O Turismo Como Alternativa Para o    

Desenvolvimento    Econômico


Muitas cidades brasileiras, antes focadas na agricultura e na indústria, hoje dependem de serviços de turismo – seja ele religioso, de saúde, negócios, lazer e outras formas - para sobreviver e prosperar.

 Há casos em que a industrialização tem sido evitada, uma vez que a sustentabilidade impõe restrições a atividades que provocam poluição ou comprometem o uso do espaço.

 No mundo inteiro, as receitas produzidas pelo turismo representam valores inestimáveis para a balança de pagamentos de um país, ou mesmo para um município. Quando um turista visita uma cidade, ele consome uma série enorme de serviços, como alimentação, hospedagem e entretenimento, além de realizar compras que movimentam o comércio local. 

 

E os estabelecimentos que prestam serviços ao turista recolhem, sob a forma de  impostos diretos ou indiretos,  valores apreciáveis que engordam a arrecadação de uma cidade.  O turismo, chamada indústria limpa, que não polui, provoca o aumento do lixo, em momentos de maior afluxo de pessoas. Mas as receitas obtidas nos hotéis, restaurantes, lojas e no setor de entretenimento costumam ser compensadoras, tanto financeiramente, para os detentores do capital, quanto para os trabalhadores, com a geração de empregos.

 

O momento da profissionalização

 

Um turista está sempre em busca de benefícios: não é apenas o que o lugar oferece, por exemplo, em termos de beleza natural. Devemos sempre considerar o que ele espera receber em contrapartida ao investimento que ele realiza: é o que denominamos valor percebido pelo turista. Isso implica dizer que o ônus da aquisição do serviço de turismo não pode superar o bônus da satisfação que o lugar proporciona.
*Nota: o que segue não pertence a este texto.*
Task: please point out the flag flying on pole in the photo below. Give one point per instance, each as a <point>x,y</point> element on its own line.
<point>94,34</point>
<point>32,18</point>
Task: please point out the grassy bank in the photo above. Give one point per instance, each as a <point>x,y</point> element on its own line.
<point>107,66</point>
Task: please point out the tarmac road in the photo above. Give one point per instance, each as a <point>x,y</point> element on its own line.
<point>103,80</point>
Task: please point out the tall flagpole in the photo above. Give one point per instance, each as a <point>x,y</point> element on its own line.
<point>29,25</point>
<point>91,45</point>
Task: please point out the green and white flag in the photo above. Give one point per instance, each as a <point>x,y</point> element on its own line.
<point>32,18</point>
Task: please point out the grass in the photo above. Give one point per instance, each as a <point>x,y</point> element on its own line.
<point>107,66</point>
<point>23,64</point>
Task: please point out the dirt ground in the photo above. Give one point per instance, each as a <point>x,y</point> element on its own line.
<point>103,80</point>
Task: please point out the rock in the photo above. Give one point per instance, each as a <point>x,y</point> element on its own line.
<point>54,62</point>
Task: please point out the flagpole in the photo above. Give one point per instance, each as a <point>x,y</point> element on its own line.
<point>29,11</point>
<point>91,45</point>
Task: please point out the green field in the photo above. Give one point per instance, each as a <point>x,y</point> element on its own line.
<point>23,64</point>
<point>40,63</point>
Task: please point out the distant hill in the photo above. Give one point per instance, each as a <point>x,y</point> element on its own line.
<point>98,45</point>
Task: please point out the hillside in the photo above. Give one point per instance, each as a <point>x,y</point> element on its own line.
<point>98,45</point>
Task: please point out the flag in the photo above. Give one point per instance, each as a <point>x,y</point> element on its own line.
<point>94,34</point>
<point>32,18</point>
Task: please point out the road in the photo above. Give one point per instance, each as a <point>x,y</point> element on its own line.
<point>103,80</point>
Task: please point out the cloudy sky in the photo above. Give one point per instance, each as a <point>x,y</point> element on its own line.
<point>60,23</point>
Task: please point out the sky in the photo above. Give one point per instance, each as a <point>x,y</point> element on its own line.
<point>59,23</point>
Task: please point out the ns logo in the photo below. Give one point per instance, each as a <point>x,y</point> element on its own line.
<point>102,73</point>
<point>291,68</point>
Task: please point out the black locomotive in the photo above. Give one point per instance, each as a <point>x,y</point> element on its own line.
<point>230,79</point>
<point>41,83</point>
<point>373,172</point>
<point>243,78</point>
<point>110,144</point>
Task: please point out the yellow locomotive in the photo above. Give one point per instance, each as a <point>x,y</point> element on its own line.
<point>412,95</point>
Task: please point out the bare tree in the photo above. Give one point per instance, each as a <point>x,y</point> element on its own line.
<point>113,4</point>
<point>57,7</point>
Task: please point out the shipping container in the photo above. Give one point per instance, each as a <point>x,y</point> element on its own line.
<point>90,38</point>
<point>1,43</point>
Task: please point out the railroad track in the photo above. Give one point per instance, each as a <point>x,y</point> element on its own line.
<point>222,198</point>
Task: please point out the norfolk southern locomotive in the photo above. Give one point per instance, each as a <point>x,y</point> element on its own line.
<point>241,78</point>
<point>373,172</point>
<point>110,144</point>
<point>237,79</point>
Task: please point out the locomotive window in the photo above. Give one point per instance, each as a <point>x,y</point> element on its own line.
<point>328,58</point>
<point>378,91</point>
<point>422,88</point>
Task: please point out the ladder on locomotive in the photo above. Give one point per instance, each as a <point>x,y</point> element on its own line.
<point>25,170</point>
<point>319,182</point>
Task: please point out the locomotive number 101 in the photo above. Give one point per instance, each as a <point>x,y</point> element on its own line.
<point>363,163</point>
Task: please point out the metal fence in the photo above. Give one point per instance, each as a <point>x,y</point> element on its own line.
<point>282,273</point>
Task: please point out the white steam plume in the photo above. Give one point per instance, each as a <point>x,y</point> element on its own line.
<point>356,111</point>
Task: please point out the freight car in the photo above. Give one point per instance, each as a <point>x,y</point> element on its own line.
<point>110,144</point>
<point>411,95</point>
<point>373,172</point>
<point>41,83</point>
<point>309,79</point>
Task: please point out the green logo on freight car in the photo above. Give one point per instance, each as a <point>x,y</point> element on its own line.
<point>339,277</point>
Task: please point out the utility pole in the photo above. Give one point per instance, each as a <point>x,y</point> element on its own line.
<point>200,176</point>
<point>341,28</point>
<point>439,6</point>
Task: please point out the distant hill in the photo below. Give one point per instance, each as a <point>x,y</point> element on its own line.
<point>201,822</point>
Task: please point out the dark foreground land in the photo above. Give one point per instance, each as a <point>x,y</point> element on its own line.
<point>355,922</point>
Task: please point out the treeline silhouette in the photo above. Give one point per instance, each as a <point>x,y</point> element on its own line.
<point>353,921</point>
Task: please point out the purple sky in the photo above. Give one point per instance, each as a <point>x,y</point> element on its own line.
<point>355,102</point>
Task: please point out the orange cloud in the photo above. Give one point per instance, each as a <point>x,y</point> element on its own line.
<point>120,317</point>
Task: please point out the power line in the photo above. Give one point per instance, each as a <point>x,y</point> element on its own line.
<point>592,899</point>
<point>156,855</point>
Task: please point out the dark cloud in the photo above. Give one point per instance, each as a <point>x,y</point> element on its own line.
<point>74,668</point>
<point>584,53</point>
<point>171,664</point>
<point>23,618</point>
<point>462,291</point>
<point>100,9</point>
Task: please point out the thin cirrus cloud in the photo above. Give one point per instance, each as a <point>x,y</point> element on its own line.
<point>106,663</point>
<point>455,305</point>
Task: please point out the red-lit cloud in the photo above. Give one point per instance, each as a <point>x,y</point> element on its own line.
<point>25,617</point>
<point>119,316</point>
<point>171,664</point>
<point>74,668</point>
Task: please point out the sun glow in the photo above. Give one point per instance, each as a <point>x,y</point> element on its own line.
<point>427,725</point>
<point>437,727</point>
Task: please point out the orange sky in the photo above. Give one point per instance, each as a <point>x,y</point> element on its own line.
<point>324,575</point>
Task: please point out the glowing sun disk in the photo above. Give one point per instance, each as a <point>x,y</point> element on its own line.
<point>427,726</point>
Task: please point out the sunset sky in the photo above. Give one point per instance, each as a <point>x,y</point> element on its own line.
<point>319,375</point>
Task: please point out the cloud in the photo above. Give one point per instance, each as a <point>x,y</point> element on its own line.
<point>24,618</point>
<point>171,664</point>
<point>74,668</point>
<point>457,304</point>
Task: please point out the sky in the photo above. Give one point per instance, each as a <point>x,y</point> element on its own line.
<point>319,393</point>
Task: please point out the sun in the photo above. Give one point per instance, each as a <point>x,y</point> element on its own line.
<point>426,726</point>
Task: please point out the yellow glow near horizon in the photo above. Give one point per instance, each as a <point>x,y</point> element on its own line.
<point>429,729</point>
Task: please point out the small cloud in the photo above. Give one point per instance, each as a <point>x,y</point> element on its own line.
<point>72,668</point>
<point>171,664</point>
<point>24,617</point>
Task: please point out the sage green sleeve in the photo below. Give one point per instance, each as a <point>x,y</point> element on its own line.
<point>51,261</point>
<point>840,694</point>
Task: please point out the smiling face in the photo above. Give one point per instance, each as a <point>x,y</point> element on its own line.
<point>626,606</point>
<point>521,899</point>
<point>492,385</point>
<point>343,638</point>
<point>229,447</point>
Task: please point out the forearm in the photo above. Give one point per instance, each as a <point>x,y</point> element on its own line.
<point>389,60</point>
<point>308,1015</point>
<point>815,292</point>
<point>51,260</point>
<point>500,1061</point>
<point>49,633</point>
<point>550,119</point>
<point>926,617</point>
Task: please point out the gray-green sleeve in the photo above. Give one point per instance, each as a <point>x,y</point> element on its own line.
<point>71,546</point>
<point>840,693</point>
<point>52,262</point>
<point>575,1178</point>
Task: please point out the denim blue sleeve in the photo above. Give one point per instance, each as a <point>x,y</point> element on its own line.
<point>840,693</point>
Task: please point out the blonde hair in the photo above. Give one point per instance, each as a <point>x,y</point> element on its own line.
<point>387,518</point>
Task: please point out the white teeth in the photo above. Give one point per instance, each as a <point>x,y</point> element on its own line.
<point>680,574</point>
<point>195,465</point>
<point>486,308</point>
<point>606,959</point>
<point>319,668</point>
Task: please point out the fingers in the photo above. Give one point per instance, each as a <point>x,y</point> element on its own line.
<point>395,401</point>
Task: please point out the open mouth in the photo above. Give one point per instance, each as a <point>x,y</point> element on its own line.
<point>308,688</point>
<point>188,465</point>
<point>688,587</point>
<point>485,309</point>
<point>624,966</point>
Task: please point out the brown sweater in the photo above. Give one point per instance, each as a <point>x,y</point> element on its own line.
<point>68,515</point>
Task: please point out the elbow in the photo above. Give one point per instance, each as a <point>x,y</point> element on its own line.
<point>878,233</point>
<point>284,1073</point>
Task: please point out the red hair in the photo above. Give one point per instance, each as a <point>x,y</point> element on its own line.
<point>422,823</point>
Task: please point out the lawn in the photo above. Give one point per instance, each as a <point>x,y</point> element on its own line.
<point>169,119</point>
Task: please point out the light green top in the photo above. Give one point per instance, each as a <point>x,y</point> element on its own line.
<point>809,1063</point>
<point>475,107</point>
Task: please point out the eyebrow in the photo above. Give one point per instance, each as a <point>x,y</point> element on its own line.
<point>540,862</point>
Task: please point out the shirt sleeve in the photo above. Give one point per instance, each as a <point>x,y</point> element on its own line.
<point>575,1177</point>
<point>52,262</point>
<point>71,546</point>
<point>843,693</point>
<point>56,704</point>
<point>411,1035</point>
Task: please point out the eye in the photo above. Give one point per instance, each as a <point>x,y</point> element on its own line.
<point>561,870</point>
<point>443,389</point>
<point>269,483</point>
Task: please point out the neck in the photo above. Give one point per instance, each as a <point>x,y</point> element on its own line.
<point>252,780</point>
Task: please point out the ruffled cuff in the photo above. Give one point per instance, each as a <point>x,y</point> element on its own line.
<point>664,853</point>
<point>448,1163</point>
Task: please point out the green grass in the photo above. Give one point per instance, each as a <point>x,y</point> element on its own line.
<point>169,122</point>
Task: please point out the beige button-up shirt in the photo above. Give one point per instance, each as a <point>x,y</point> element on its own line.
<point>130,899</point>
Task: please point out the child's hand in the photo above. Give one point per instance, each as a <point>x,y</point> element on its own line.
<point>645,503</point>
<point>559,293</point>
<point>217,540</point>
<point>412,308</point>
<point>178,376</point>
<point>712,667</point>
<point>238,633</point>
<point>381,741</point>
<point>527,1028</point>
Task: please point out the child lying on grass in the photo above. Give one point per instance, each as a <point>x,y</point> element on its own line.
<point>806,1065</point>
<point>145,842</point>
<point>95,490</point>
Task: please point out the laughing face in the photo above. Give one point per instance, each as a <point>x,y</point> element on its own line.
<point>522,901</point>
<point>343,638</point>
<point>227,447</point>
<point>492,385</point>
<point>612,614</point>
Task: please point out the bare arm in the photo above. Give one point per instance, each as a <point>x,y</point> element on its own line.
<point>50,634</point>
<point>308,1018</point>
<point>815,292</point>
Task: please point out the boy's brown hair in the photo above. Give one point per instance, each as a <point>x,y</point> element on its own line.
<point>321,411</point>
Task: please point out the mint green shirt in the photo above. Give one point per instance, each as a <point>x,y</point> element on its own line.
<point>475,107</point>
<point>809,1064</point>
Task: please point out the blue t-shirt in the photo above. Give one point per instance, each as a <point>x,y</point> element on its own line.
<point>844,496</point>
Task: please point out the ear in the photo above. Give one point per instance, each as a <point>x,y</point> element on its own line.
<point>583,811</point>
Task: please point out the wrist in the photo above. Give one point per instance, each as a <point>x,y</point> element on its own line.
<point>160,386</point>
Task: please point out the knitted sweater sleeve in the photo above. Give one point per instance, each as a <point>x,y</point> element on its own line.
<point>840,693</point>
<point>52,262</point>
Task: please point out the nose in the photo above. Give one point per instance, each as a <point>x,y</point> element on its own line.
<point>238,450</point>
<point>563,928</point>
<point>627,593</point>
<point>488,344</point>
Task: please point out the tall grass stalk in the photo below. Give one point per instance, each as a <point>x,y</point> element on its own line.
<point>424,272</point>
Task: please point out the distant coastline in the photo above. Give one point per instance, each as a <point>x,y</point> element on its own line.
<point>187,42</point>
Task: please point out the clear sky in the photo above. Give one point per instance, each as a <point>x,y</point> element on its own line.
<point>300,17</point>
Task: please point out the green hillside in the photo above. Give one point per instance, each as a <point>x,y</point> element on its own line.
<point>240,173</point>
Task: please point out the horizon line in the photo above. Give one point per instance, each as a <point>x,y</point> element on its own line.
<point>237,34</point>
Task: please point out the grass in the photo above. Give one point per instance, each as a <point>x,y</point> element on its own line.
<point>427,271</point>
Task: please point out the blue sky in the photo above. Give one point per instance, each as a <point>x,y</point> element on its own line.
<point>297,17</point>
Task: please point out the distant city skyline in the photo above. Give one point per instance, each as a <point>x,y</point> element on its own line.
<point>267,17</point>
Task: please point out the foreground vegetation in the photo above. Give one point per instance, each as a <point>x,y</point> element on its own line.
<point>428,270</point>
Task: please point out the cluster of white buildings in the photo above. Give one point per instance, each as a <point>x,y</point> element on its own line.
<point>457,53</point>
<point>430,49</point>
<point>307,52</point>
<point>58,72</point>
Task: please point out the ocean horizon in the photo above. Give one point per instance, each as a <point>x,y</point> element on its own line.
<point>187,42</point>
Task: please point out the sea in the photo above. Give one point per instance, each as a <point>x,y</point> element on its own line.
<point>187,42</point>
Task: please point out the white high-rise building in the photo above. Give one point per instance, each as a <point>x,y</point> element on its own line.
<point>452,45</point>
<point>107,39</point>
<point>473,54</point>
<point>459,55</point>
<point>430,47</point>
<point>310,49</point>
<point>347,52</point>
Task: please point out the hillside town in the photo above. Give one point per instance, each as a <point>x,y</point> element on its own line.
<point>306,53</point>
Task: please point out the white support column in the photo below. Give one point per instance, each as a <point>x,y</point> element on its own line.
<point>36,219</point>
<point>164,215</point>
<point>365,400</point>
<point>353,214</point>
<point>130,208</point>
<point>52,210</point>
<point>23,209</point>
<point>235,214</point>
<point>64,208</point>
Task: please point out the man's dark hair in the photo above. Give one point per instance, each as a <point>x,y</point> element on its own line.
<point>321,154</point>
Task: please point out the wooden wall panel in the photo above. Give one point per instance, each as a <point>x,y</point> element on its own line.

Aqui começam as atividades profissionais de marketing de turismo: é preciso conhecer em detalhes o que o turista deseja, o que ele espera do destino que escolheu.

 

A satisfação do turista deve ser a grande meta de qualquer cidade ou destino turístico. Sem o turista de cura e o turista do jogo, ficou difícil, para muitas cidades buscar um novo DNA para sobreviverem.

Algumas buscaram intensamente outras formas de sobrevivência. Uma grande maioria foi tentar a industrialização, sobretudo baseada no artesanato variado, como em couro, cerâmica, porcelana, madeira  ou vestuário, para resgatar um fluxo turístico mínimo para  evitar o declínio acentuado na sua capacidade de gerar caixa e manter em níveis adequados a economia local e a oferta de empregos.

No nordeste, o turismo sexual foi a saída encontrada por algumas cidades para atrair turistas, principalmente do exterior: além de condenável, tem sido uma prática extremamente inadequada que compromete a imagem do país.

Há um fato comum nessas cidades:  pode-se dizer que quase todos os destinos turísticos brasileiros passaram a sediar além de eventos de negócios, também aqueles religiosos, de negócios, congressos e diversos festivais.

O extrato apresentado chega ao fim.